= ReaxFF =

Computational model of molecular forces

ReaxFF (for "reactive force field") is a bond order-based force field developed by Adri van Duin, William A. Goddard, III, and co-workers at the California Institute of Technology. One of its applications is molecular dynamics simulations. Whereas traditional force fields are unable to model chemical reactions because
of the requirement of breaking and forming bonds (a force field's functional form depends on having all bonds defined
explicitly), ReaxFF eschews explicit bonds in favor of bond orders, which allows for continuous bond formation/breaking. ReaxFF aims to be as general as possible and has been parameterized and tested for hydrocarbon reactions, alkoxysilane gelation, transition-metal-catalyzed nanotube formation, and many advanced material applications such as Li ion batteries, TiO_{2}, polymers, and high-energy materials.

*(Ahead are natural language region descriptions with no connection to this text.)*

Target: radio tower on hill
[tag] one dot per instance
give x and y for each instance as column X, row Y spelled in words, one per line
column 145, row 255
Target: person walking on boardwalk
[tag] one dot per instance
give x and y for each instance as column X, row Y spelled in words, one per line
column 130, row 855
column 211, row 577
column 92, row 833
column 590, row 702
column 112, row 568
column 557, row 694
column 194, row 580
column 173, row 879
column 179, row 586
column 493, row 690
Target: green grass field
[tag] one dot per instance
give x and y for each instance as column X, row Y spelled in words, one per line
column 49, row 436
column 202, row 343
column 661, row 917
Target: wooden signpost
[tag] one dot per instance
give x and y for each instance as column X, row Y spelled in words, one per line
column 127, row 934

To be able to deal with bond breaking and formation whilst having only 1 single atom type for each element, ReaxFF is a fairly complex force field with many parameters. Therefore an extensive training set is necessary covering the relevant chemical phase space, including bond and angle stretches, activation and reaction energies, equation of state, surface energies, and much more. Usually, but not necessarily, the training data is generated with electronic structure methods. In practice, often DFT calculations are used as a pragmatic approach, especially since more accurate functionals are available.
For the parameterization of such a complex force field, global optimization techniques offer the best chance to get a parameter set that most closely describes the training data.